Oscar CadiachObservo hacia arriba entre jadeos los dos peldaños que sobresalen entre la nieve de una vieja escalera de aluminio china. No me servirán. La escala se halla, como mínimo, a un metro de separación de donde creo que debe subirse. Junto a mí está Shombu. El resto viene más atrás. Saco la cuerda de la mochila. Me ato a un extremo y se la paso al sherpa para que me asegure. Clavo un pitón tipo universal marca Faders. Golpeo y golpeo, y me aseguró a él. Desde donde estoy, como en una oquedad al pie de las rocas, se intuyen dos posibles formas de superar la primera parte de la pared. Descarto la chimenea que comienza en mi vertical. A su derecha una especie de muro en forma de bloques parece que me lo pondrá más fácil. Me lanzo. Los movimientos son torpes y creo que lentos en comparación a las alturas donde acostumbro a escalar. Subo poco a poco pero seguro, convencido de continuar hacia arriba. Los bloques dan paso a una placa de nieve vertical como nunca y de una altura de unos veinticinco metros. Con el piolet me abro paso en la nieve. Con profundas inspiraciones mis pulmones intentan abrirse paso en el aire enrarecido.

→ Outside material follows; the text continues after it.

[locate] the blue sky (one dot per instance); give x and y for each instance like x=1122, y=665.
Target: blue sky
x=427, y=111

Me planto al pie de una fisura. Una grieta amplia en la roca, donde me cabrían un brazo entero y una pierna. Estoy mal equilibrado. Me siento cansado. Me encuentro a casi 8.700 metros. Entonces recuerdo con calor las canciones y la música que nos retransmitían ayer por la radio nuestros compañeros desde el campo III. Sus dedicatorias y sus deseos para animarnos creo que están produciendo su efecto.


Miro la fisura. Empotro el brazo como si ya supiera perfectamente cómo debo resolverlo; aunque no había estado nunca allí. Y también encajo una pierna. Alzo la mirada. Tengo que llegar. Paso una cinta de seguro por un escalón de la escalera. Paso la cuerda por el mosquetón. Y con un impulso me alzo poco a poco, centímetro a centímetro. Echo en falta el aire. Estoy sudando. La pared es vertical. A mis pies se extiende toda la profundidad de la cara norte del Everest. Arriba... Arriba... Me saco la manopla de la mano empotrada. Necesito más tacto. Encuentro buenas presas para los pies. ¡Suerte! ¡Uff!... Respiro y escalo..., respiro y escalo...

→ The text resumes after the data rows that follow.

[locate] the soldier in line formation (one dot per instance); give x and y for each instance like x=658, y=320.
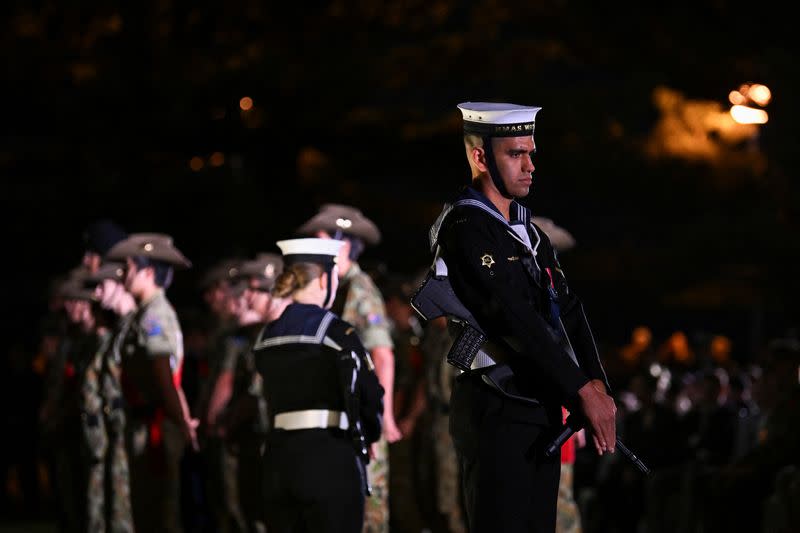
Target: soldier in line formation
x=121, y=425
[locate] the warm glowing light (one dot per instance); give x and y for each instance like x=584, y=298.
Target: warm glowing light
x=737, y=98
x=720, y=348
x=748, y=115
x=760, y=94
x=217, y=159
x=196, y=163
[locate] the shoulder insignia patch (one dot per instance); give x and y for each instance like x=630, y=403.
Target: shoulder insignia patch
x=152, y=327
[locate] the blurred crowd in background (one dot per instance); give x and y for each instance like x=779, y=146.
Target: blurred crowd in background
x=719, y=433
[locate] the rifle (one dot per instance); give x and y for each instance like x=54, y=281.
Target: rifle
x=435, y=298
x=574, y=424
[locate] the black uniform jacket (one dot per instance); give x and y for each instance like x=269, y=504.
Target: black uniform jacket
x=519, y=296
x=297, y=355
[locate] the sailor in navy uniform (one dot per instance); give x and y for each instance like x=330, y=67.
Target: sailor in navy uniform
x=541, y=353
x=324, y=400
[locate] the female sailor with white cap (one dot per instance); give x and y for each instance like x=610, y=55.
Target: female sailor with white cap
x=324, y=400
x=506, y=407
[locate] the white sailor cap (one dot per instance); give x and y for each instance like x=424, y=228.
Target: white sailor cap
x=491, y=119
x=310, y=250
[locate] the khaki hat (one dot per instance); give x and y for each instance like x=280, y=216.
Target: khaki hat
x=108, y=270
x=265, y=266
x=342, y=219
x=74, y=288
x=156, y=246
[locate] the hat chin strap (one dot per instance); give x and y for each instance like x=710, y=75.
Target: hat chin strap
x=491, y=164
x=330, y=296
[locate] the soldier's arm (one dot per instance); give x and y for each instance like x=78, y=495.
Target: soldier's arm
x=383, y=358
x=175, y=405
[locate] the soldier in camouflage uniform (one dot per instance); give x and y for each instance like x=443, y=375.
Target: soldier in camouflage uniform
x=359, y=302
x=223, y=294
x=102, y=406
x=62, y=410
x=435, y=344
x=158, y=421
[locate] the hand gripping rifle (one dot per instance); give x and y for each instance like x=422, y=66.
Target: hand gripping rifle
x=574, y=424
x=435, y=298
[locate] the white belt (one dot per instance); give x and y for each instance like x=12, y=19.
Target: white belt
x=311, y=419
x=482, y=360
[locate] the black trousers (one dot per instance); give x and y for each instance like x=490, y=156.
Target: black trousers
x=312, y=483
x=509, y=484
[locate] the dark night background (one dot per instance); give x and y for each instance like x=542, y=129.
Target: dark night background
x=108, y=102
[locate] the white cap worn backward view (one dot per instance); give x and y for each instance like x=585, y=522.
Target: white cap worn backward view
x=492, y=119
x=310, y=250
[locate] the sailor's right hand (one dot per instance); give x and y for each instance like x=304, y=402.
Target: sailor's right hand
x=600, y=412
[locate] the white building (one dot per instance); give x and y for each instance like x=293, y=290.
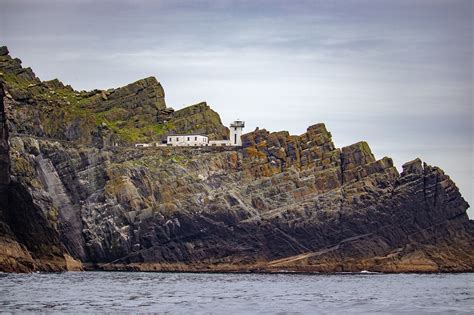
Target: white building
x=236, y=132
x=191, y=140
x=219, y=143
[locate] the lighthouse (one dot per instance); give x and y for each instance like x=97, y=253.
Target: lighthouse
x=236, y=132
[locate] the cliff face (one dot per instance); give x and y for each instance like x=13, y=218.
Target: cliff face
x=280, y=202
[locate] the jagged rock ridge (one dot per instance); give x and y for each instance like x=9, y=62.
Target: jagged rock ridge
x=281, y=202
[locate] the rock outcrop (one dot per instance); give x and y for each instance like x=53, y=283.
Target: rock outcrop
x=280, y=203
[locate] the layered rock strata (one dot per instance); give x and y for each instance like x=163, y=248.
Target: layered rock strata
x=280, y=203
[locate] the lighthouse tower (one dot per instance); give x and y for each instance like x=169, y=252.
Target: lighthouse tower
x=236, y=132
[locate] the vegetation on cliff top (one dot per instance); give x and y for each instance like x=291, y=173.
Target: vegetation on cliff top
x=124, y=115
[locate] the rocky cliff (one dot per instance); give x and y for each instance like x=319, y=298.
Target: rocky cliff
x=281, y=202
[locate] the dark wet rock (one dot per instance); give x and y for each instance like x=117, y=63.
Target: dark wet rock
x=281, y=202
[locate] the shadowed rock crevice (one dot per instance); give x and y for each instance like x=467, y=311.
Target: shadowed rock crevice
x=280, y=202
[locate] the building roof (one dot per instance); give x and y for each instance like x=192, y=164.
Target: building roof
x=185, y=135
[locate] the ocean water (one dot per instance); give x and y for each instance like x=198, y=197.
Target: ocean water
x=193, y=293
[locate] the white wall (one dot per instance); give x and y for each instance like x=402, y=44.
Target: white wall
x=235, y=136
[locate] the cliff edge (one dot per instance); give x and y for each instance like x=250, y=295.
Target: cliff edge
x=75, y=187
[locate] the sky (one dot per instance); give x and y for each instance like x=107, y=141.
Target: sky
x=397, y=74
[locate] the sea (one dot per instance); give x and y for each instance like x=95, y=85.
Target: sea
x=219, y=293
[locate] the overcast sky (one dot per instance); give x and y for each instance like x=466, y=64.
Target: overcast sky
x=397, y=74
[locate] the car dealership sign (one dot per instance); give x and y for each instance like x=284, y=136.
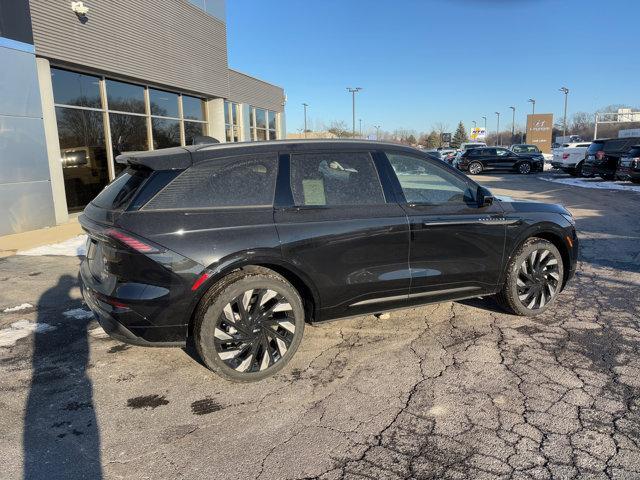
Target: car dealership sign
x=539, y=130
x=478, y=134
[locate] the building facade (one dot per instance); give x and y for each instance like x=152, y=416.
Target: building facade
x=82, y=82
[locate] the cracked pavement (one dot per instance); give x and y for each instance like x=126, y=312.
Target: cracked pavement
x=451, y=390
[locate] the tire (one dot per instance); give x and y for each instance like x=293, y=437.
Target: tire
x=524, y=168
x=578, y=170
x=530, y=291
x=475, y=168
x=233, y=336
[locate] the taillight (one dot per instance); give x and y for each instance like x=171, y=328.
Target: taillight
x=131, y=241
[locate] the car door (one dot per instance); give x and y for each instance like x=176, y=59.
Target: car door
x=505, y=159
x=457, y=244
x=339, y=224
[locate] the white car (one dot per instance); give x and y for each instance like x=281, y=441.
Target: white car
x=570, y=157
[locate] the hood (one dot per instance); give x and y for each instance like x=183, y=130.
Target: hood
x=512, y=205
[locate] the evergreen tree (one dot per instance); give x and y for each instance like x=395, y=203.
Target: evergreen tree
x=460, y=136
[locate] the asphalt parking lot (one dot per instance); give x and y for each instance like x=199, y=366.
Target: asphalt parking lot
x=454, y=390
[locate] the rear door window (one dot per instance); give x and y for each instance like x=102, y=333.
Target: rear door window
x=327, y=179
x=239, y=181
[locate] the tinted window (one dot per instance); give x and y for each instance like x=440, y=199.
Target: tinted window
x=72, y=88
x=335, y=179
x=426, y=183
x=118, y=193
x=125, y=97
x=228, y=182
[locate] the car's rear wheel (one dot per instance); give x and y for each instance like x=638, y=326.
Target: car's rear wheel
x=249, y=326
x=475, y=168
x=524, y=168
x=534, y=278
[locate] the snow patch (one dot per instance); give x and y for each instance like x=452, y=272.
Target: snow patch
x=98, y=333
x=74, y=247
x=595, y=184
x=78, y=313
x=17, y=308
x=21, y=329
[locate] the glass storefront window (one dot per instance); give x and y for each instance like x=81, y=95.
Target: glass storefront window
x=163, y=104
x=192, y=108
x=70, y=88
x=128, y=134
x=83, y=154
x=125, y=97
x=193, y=129
x=166, y=133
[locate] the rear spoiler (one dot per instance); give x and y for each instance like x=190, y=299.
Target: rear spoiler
x=177, y=158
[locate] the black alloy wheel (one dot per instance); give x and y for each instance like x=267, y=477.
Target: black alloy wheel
x=475, y=168
x=249, y=325
x=254, y=330
x=524, y=168
x=538, y=279
x=534, y=277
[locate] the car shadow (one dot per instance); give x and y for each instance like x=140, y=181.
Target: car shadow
x=61, y=438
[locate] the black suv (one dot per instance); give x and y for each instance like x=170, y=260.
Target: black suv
x=235, y=246
x=478, y=160
x=603, y=156
x=629, y=166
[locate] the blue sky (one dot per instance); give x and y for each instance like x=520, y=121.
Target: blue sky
x=421, y=62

Al acabar la fisura me encuentro con una cornisa de nieve que cuelga, retorcida, en lo alto de la pared. Saco el piolet. La mano sigue empotrada dentro de la grieta. Un pie también. El otro se equilibra como puede. Cavo, cavo, golpeo y hago saltar poco a poco la nieve pared abajo. Lentamente, como todo aquí arriba, dibujo una especie de canal por donde vuelvo a ver el cielo azul marino. No sé qué dificultad tendrá todo esto, pero lo encuentro muy difícil y agotador. Cavo..., respiro..., cavo..., respiro... ¡Uff! Me alzo con mucho cuidado. La concentración debe ser como el equilibrio: absoluta y precisa. Entonces clavo el piolet encima de la nieve asiéndolo por la cruz. Con la otra mano me apoyo en la nieve. Subo los pies. Todo, tan rápido como puedo. Finalmente me incorporo. Resoplo como una máquina de tren de vapor, y entonces miro abajo, y después arriba. En ese instante, tengo más claro que nunca que la cima ahora sí que está cerca. ¿Qué dificultad tenía todo esto? ¿Quinto superior? A 8.650 metros, realmente me cuesta encontrarle la graduación adecuada.